So what....your never gonna make everyone happy...and you shouldn't try either. You can cost the organization as a whole....be it state, regional or the national level THOUSANDS upon THOUSANDS of dollars because little old Betty over from Oh wants another bowl so she is still shooting barbow and the only woman in the country shooting it....in the grand scheme of things what is worse wasting a ton of money or loosing 5 people? If people quit because barebow tiddle winks isn't a class anymore....then they were shooting that class just to get a trophy anyway and to say they are "the best"

I am with f14 on this issue and always have been since I started shooting TARGET archery...equipment doesn't mean a dag on thing. 

It's the score you shoot.... A 530 shot with pins is no different then a 530 shot with FS equipment. Even more so today.....nobody said show up at this shoot and what you get equipment wise is what you have to shoot forever. If I shot pins better then FS gear I would shoot it...some guys don't like the movement they get with a scope and don't like a long rod. Guess what I am never seen a good housing that couldn't be shot without the glass....and lord knows 46 yds is a lot easier to shoot with the sight on 46 yds then it is gapping....if you want to use a short stab....guess what it's shoot what ya brung....if you think you shoot better with it let em eat....

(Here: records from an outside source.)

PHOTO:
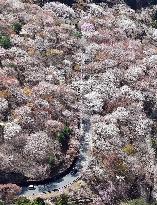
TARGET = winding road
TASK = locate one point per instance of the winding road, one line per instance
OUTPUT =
(81, 165)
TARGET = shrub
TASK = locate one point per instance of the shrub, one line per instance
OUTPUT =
(17, 27)
(154, 146)
(38, 201)
(78, 34)
(129, 149)
(62, 200)
(51, 161)
(22, 201)
(5, 41)
(154, 24)
(63, 136)
(136, 202)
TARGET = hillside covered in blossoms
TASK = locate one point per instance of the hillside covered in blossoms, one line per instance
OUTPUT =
(61, 65)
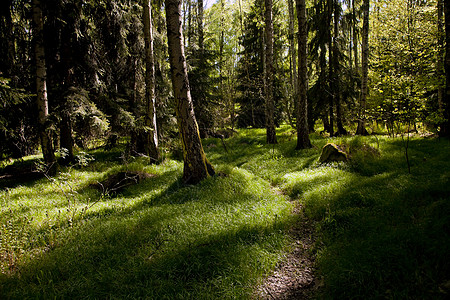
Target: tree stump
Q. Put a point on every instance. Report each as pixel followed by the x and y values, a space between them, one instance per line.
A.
pixel 332 153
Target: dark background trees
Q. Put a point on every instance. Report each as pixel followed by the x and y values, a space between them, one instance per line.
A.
pixel 95 64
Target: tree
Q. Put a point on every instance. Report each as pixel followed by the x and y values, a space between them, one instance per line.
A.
pixel 445 129
pixel 41 87
pixel 270 110
pixel 361 130
pixel 196 165
pixel 303 141
pixel 151 137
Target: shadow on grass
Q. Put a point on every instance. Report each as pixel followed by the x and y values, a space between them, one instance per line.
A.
pixel 384 233
pixel 184 242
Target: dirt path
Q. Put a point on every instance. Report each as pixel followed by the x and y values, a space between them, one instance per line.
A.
pixel 294 278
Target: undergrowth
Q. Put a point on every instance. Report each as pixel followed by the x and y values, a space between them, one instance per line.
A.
pixel 382 232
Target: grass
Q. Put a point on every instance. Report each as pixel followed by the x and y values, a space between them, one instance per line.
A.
pixel 382 232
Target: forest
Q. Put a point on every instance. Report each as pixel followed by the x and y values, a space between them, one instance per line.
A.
pixel 224 149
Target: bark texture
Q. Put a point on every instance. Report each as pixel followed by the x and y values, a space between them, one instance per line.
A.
pixel 270 108
pixel 196 166
pixel 365 70
pixel 292 45
pixel 337 73
pixel 151 137
pixel 440 59
pixel 303 141
pixel 41 86
pixel 445 128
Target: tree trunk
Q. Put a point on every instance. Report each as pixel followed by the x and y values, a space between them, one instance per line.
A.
pixel 361 130
pixel 355 37
pixel 337 73
pixel 270 108
pixel 445 128
pixel 189 22
pixel 200 25
pixel 196 166
pixel 303 141
pixel 330 68
pixel 41 87
pixel 441 54
pixel 292 47
pixel 151 137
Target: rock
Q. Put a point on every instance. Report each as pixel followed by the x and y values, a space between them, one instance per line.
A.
pixel 331 152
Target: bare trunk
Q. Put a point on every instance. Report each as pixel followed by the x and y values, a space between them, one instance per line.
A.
pixel 441 54
pixel 270 109
pixel 330 68
pixel 41 86
pixel 151 139
pixel 337 73
pixel 365 70
pixel 292 46
pixel 200 25
pixel 196 166
pixel 189 22
pixel 355 37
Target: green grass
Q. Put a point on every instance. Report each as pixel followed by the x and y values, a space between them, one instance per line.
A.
pixel 382 232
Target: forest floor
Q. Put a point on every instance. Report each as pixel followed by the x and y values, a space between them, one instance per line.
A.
pixel 295 276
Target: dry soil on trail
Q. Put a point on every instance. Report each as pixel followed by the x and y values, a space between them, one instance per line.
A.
pixel 294 278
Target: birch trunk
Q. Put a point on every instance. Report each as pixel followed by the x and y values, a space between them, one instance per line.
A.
pixel 303 141
pixel 365 70
pixel 270 109
pixel 41 86
pixel 445 128
pixel 196 166
pixel 151 137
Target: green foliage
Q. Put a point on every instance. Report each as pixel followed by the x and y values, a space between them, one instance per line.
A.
pixel 404 73
pixel 158 239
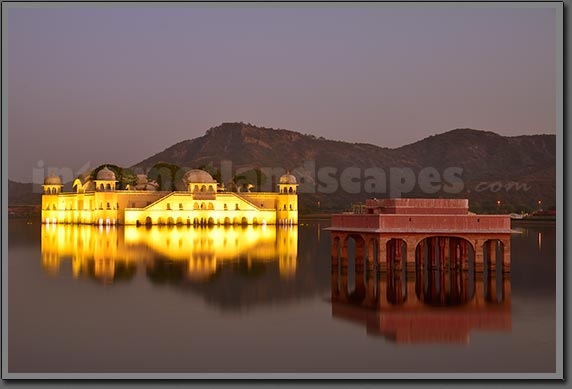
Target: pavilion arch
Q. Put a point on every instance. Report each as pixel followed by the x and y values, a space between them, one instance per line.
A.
pixel 444 252
pixel 493 254
pixel 396 249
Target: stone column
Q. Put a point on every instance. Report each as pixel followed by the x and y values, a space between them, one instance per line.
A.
pixel 431 247
pixel 370 254
pixel 360 250
pixel 370 290
pixel 343 291
pixel 491 247
pixel 506 255
pixel 410 250
pixel 334 284
pixel 398 258
pixel 491 292
pixel 464 255
pixel 420 256
pixel 335 252
pixel 506 290
pixel 344 251
pixel 479 255
pixel 382 302
pixel 382 254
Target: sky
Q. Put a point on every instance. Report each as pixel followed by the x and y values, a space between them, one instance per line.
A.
pixel 104 84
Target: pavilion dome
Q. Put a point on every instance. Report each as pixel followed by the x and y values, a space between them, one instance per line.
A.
pixel 198 176
pixel 52 179
pixel 288 179
pixel 106 175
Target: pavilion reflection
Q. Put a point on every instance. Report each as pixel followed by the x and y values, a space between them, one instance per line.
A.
pixel 441 306
pixel 110 254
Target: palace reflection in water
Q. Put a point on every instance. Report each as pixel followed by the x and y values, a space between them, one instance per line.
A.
pixel 110 254
pixel 176 299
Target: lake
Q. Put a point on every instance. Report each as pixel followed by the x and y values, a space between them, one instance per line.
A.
pixel 263 299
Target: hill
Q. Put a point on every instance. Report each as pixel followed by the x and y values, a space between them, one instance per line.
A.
pixel 518 171
pixel 482 166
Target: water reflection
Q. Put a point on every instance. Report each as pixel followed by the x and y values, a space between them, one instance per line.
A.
pixel 425 306
pixel 111 254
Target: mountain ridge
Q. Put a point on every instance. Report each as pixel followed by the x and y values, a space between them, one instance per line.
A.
pixel 485 157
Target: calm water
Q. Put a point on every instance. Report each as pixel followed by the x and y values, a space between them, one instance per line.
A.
pixel 85 299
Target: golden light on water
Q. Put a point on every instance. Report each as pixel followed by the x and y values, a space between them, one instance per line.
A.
pixel 103 251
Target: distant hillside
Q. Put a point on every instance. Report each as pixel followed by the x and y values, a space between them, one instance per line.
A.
pixel 518 171
pixel 23 194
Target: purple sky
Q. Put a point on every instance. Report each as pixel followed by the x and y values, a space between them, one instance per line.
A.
pixel 95 85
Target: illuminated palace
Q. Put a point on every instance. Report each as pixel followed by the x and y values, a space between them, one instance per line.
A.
pixel 111 254
pixel 98 201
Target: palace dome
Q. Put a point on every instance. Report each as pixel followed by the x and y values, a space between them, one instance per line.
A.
pixel 288 179
pixel 105 175
pixel 142 179
pixel 52 179
pixel 198 176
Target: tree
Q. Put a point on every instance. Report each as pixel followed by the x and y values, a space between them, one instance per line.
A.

put the 475-500 guys together....put the 501-525 guys together....put the 526-545 guys together etc....or whatever they work it out to be. 

the object of archery is to put the arrow in the middle....if someone is happy shooting a 400 on a field course because they shot with one leg on the tree next to them and only used one finger who cares...not my fault you don't like shooting better....but it also doesn't mean that there needs to be a class for you that is "special" either....

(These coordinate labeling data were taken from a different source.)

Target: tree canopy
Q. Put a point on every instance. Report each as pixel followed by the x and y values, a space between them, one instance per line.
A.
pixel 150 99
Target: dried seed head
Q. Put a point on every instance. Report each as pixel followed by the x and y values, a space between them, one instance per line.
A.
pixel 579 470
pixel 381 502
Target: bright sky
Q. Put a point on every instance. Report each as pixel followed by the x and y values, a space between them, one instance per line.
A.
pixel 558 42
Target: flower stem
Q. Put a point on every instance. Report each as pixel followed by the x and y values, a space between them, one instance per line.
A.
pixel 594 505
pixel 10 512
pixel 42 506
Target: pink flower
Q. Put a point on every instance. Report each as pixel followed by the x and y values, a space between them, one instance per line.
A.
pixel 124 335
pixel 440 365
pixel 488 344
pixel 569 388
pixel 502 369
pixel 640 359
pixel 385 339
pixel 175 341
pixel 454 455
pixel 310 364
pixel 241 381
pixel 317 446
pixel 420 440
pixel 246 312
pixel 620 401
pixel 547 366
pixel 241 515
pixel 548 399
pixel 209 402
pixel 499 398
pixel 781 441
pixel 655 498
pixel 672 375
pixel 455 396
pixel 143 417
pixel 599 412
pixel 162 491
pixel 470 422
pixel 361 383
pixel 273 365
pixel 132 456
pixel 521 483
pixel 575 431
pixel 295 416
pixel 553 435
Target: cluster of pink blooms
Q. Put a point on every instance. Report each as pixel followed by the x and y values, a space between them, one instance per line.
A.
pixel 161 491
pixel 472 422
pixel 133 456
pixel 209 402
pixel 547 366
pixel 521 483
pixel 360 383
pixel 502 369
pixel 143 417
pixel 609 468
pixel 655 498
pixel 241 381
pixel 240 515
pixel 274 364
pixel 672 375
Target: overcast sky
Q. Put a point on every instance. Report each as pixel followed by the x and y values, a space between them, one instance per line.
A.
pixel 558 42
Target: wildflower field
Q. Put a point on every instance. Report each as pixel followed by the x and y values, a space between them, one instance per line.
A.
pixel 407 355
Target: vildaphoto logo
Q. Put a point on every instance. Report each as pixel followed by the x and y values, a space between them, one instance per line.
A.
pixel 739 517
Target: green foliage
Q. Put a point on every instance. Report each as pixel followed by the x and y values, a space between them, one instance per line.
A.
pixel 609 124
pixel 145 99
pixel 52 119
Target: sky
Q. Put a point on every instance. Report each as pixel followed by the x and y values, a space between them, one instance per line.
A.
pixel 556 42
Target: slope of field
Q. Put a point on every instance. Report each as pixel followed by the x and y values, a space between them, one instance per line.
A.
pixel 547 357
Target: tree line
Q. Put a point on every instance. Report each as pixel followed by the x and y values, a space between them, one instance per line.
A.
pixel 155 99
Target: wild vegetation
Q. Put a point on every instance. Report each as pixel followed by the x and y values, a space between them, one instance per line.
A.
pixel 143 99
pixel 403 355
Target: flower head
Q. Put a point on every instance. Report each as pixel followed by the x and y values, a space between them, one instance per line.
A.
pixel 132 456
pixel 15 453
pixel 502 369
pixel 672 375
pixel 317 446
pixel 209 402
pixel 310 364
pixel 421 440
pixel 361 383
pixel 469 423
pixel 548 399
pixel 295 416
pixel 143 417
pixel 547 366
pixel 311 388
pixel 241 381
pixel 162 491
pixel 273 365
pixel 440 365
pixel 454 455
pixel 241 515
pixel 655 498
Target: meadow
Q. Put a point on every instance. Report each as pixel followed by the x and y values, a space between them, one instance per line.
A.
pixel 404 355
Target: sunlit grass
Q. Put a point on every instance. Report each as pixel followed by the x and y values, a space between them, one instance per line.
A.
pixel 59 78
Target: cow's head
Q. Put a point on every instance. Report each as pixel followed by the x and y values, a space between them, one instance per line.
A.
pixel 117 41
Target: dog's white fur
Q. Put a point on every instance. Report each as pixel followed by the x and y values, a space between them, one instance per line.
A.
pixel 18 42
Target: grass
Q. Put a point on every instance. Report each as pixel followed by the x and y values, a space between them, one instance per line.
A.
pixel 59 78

Go look at the #s from Nationals last summer....there were what 500+ shooters....I don't remember what I counted before....there were probably 300+ FS shooters and 150 BHFS shooters...that leaves 40-50 people divided up into all the other 25 classes. 

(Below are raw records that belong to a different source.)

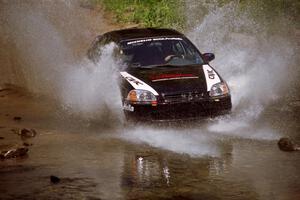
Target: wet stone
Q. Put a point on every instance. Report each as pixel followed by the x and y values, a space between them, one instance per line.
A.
pixel 25 133
pixel 13 153
pixel 17 118
pixel 286 144
pixel 27 144
pixel 54 179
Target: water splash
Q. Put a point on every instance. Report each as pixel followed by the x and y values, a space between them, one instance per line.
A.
pixel 258 66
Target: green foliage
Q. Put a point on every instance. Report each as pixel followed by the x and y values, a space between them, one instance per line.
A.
pixel 147 13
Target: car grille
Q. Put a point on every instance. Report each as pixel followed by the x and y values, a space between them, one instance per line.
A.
pixel 183 97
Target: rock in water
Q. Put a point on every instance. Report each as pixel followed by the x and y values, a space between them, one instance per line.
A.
pixel 26 133
pixel 17 118
pixel 54 179
pixel 286 144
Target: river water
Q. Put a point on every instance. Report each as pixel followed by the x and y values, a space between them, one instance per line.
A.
pixel 82 137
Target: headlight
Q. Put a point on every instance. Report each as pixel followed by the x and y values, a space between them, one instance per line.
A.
pixel 141 97
pixel 219 89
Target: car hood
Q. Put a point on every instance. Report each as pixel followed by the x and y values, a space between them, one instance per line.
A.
pixel 173 80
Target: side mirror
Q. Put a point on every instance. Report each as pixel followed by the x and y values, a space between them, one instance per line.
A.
pixel 208 56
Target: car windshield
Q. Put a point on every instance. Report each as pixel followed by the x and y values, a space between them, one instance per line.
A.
pixel 155 52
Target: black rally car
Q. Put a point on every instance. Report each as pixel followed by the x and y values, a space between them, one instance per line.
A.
pixel 164 76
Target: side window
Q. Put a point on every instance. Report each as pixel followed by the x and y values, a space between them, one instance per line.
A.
pixel 179 49
pixel 95 51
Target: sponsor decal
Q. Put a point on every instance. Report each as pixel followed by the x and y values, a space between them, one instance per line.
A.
pixel 128 107
pixel 211 76
pixel 165 77
pixel 153 39
pixel 137 83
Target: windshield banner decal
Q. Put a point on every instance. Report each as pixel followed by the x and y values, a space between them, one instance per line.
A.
pixel 137 83
pixel 211 76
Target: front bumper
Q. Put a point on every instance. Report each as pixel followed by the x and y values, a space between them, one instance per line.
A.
pixel 179 110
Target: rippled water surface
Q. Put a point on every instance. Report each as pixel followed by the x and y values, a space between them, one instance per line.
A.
pixel 83 139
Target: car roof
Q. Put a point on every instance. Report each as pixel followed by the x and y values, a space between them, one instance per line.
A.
pixel 137 33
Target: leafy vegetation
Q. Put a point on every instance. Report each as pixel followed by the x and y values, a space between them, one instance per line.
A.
pixel 147 13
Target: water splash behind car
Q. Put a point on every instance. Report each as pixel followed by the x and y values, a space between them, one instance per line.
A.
pixel 164 76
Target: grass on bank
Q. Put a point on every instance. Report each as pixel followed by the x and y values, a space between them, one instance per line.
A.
pixel 146 13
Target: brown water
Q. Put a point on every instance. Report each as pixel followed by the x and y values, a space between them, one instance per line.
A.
pixel 82 139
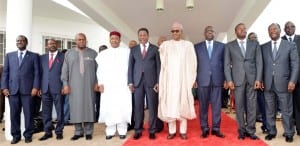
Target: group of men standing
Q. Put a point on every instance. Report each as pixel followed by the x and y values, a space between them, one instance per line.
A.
pixel 164 75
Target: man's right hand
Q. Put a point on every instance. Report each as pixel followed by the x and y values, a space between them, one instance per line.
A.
pixel 66 90
pixel 5 92
pixel 231 85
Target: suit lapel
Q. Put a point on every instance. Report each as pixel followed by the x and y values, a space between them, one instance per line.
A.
pixel 280 48
pixel 205 49
pixel 270 49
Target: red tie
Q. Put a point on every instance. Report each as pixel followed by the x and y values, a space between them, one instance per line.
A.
pixel 51 60
pixel 144 51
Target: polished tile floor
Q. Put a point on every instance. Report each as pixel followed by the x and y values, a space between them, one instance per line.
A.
pixel 99 138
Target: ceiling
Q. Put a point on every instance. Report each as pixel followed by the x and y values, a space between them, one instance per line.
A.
pixel 127 16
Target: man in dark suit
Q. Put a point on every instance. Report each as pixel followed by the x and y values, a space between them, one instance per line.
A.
pixel 210 80
pixel 281 68
pixel 51 89
pixel 243 71
pixel 20 83
pixel 143 77
pixel 290 35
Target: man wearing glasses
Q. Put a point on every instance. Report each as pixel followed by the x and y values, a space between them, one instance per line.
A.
pixel 177 76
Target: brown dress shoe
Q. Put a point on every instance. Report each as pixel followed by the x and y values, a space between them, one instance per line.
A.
pixel 183 136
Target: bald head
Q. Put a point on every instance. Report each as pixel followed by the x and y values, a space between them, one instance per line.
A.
pixel 80 40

Trim the fat....sorry but when 90% or more of the shooters are FS and BHFS shooters....those are the ones you need to make happy and cater to. Not the group with 20 some classes with 5 people shooting it nationally.


----------



## blueglide1 (Jun 29, 2006)

Brown Hornet and Field 14 got it right,and I agree with what they say.They eliminated the BHFS Pro class years ago,just when I was going to turn Pro in that class.Since it was no more I weighed my options and started to shoot with a scope.I havent looked back since.I guess its all how bad you want to shoot.


----------



## Gapmaster (May 23, 2002)

*Styles*

Well, I think they should get rid of all sights and release aids. Go back to what archery was--a bow and an arrow. Just have 3 divisions--compound, recurve and longbow. Fingers and no sights. I know, not very popular answer for all you release shooters, but as far as I'm conserned release shooting is not real archery, neither is a sliding field sight. Just my 2 cents.


----------



## KStover (Jan 24, 2009)

Last years TX state indoor had 33 classes that had three or less shooters. These 33 classes had 55 shooters. These 55 represented 28.6% of the attendees. So some of you are saying screw them, they all need to shoot in a different class. I agree several classes need to be eliminated. But even then you will have numerous classes that just do not have many shooters. So what do we do? Continue as is? Give state champ belt buckles to winners in classes with 1, 2 or 3 shooters in them? 33 buckles for 55 shooters!
Is it fair to throw a cub into an older class? Is it fair for a BB shooter to compete with a sighted shooter? Is it fair for a recurve shooter to compete against a compound shooter?
I’ll bet that this group of folks would prefer the handicap idea over competing heads up with other classes. Do you think that the cubs would mind competing with each other with handicaps? Do you think that the seniors would mind competing with each other with handicaps? Or do you think that they would rather compete against other classes heads up? 
I would leave the popular classes alone and only combine, with handicaps, the less popular classes. One thing for sure, I would not leave it the way that it is.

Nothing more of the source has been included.